Par un jugement n°2412857 du 10 juin 2025, le tribunal administratif de Lille a rejeté sa demande.
Procédure devant la cour :
Par une requête, enregistrée le 9 septembre 2025, M. A…, représenté par Me Dewaele, demande à la cour :
1°) d’annuler ce jugement ;
2°) d’annuler, pour excès de pouvoir, l’arrêté du préfet du Nord en date du 30 septembre 2024 ;
3°) d’enjoindre au préfet du Nord, à titre principal, de lui délivrer un titre de séjour sous astreinte de 150 euros par jour de retard à compter de l’expiration d’un délai de quinze jours suivant la notification de l’arrêt à intervenir ou, à titre subsidiaire, de réexaminer sa situation, sous astreinte de 150 euros par jour de retard à compter de l’expiration d’un délai de deux mois suivant la notification de l’arrêt à intervenir et, dans l’attente, de lui délivrer un récépissé l’autorisant à travailler, sous astreinte de 300 euros par jour de retard à compter de l’expiration d’un délai de 72 heures suivant la notification de l’arrêt à intervenir ;
4°) de mettre à la charge de l’État la somme de 2 000 euros, à verser à son avocate Me Dewaele, sur le fondement des articles L. 761-1 du code de justice administrative et 37 de la loi du 10 juillet 1991.
Il soutient que :
- le jugement contesté est insuffisamment motivé ;
- l’arrêté attaqué est insuffisamment motivé ;
- la décision portant refus de délivrance de titre de séjour méconnaît les stipulations de l’article 8 de la convention européenne de sauvegarde des droits de l’homme et des libertés fondamentales ;
- elle méconnaît les dispositions de l’article L. 423-23 du code de l’entrée et du séjour des étrangers et du droit d’asile ;
- elle est entachée d’une erreur manifeste d’appréciation ;
- le préfet n’a pas procédé à un examen particulier de sa situation personnelle ;
- la décision portant obligation de quitter le territoire doit être annulée par voie de conséquence de l’annulation de la décision portant refus de délivrance de titre de séjour ;
- elle méconnaît les stipulations de l’article 8 de la convention européenne de sauvegarde des droits de l’homme et des libertés fondamentales ;
- la décision fixant un délai de départ volontaire doit être annulée par voie de conséquence de l’annulation de la décision portant obligation de quitter le territoire français ;
- la décision fixant le pays de destination doit être annulée par voie de conséquence de l’annulation de la décision portant obligation de quitter le territoire français.

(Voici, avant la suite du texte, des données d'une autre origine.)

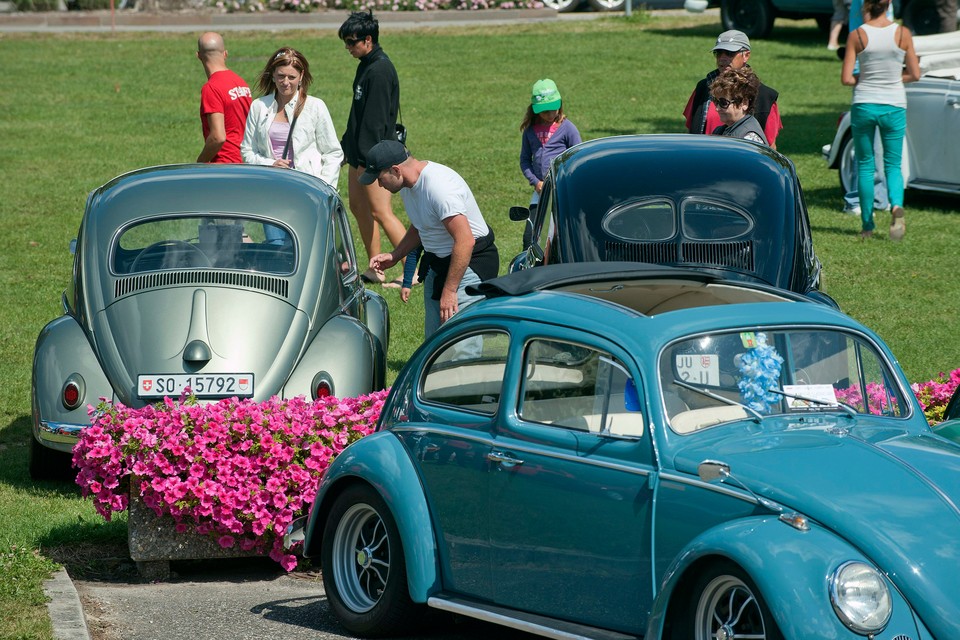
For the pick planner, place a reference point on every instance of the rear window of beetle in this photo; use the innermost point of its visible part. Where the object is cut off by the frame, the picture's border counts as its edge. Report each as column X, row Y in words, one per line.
column 204, row 242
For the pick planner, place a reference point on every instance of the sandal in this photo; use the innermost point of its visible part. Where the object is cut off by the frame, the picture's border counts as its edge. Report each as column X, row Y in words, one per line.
column 372, row 277
column 899, row 226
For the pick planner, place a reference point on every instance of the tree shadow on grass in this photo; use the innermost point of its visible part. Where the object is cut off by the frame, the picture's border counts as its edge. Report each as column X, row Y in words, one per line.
column 803, row 32
column 15, row 443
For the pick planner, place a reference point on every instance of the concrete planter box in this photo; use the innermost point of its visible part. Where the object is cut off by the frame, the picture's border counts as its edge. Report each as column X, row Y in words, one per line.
column 154, row 542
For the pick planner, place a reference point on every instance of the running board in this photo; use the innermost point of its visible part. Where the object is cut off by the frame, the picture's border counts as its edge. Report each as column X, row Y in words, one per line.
column 527, row 622
column 940, row 187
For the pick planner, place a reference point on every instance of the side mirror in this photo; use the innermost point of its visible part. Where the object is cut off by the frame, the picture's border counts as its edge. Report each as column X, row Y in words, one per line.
column 710, row 470
column 519, row 214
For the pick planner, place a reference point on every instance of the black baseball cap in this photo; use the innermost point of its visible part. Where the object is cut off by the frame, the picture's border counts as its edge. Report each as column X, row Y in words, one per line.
column 382, row 155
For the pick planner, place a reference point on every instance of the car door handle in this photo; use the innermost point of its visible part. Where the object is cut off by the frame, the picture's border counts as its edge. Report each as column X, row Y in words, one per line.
column 504, row 459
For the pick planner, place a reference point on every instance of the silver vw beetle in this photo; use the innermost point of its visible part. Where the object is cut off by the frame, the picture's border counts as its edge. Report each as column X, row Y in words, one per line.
column 224, row 280
column 931, row 157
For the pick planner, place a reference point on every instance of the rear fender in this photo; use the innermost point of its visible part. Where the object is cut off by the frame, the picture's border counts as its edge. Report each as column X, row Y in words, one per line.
column 63, row 352
column 345, row 351
column 790, row 567
column 381, row 461
column 377, row 316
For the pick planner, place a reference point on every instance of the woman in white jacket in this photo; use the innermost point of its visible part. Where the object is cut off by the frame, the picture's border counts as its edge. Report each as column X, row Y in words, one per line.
column 313, row 146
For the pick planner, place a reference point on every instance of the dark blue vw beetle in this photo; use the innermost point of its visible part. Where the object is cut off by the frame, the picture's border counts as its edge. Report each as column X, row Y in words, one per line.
column 611, row 451
column 719, row 205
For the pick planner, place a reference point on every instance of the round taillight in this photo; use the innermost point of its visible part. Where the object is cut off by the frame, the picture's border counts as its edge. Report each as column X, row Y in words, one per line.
column 322, row 386
column 71, row 395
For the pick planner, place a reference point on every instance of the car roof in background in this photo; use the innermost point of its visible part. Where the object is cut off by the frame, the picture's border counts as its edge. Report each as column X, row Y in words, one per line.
column 650, row 152
column 643, row 288
column 939, row 54
column 755, row 188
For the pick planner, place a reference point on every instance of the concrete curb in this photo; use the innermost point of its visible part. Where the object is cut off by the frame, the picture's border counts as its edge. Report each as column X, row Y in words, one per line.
column 65, row 609
column 131, row 20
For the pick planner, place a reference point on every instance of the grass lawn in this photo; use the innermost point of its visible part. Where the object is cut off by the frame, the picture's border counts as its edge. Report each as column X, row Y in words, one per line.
column 84, row 108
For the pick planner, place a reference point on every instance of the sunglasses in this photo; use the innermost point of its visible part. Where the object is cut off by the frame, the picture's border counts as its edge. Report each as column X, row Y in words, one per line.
column 723, row 103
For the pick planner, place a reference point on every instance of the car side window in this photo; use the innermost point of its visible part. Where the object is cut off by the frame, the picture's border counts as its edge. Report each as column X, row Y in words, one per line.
column 579, row 388
column 468, row 373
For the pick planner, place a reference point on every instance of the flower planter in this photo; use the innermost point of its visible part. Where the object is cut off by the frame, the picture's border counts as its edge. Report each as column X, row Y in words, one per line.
column 226, row 478
column 154, row 541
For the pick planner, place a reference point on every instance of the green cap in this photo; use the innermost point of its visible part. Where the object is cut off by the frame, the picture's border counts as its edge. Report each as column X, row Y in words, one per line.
column 546, row 96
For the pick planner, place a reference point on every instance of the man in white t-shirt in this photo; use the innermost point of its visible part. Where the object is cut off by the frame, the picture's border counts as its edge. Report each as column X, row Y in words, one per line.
column 458, row 245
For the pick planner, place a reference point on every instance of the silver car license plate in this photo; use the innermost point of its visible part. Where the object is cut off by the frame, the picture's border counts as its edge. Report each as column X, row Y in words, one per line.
column 214, row 385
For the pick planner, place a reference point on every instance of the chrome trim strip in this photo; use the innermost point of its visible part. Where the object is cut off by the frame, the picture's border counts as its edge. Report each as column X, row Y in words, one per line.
column 68, row 432
column 501, row 620
column 666, row 476
column 534, row 450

M. A… a été admis au bénéfice de l’aide juridictionnelle totale par une décision du 19 août 2025.
Vu les autres pièces du dossier.
Vu :
- la convention européenne des droits de sauvegarde des droits de l’homme et des libertés fondamentales ;
- le code de l’entrée et du séjour des étrangers et du droit d’asile ;
- le code des relations entre le public et l’administration ;
- la loi n° 91-647 du 10 juillet 1991 ;
- le code de justice administrative.
Considérant ce qui suit :
Aux termes du dernier alinéa de l’article R. 222-1 du code de justice administrative : « (…) les présidents des formations de jugement des cours (…) peuvent, en outre, par ordonnance, rejeter (…), après l’expiration du délai de recours ou, lorsqu’un mémoire complémentaire a été annoncé, après la production de ce mémoire les requêtes d’appel manifestement dépourvues de fondement (…) ».
Par sa requête, M. B… A…, ressortissant guinéen né le 20 juin 1999, relève appel du jugement du 10 juin 2025 par lequel le tribunal administratif de Lille a rejeté sa demande tendant à l’annulation de l’arrêté du préfet du Nord en date du 30 septembre 2024 portant refus d’admission au séjour, obligation de quitter le territoire et fixation du pays de destination.
En premier lieu, les premiers juges, qui n’étaient pas tenus de répondre à l’ensemble des arguments exposés par M. A…, ont répondu de manière suffisante au moyen tiré de l’insuffisante motivation des décisions contestées.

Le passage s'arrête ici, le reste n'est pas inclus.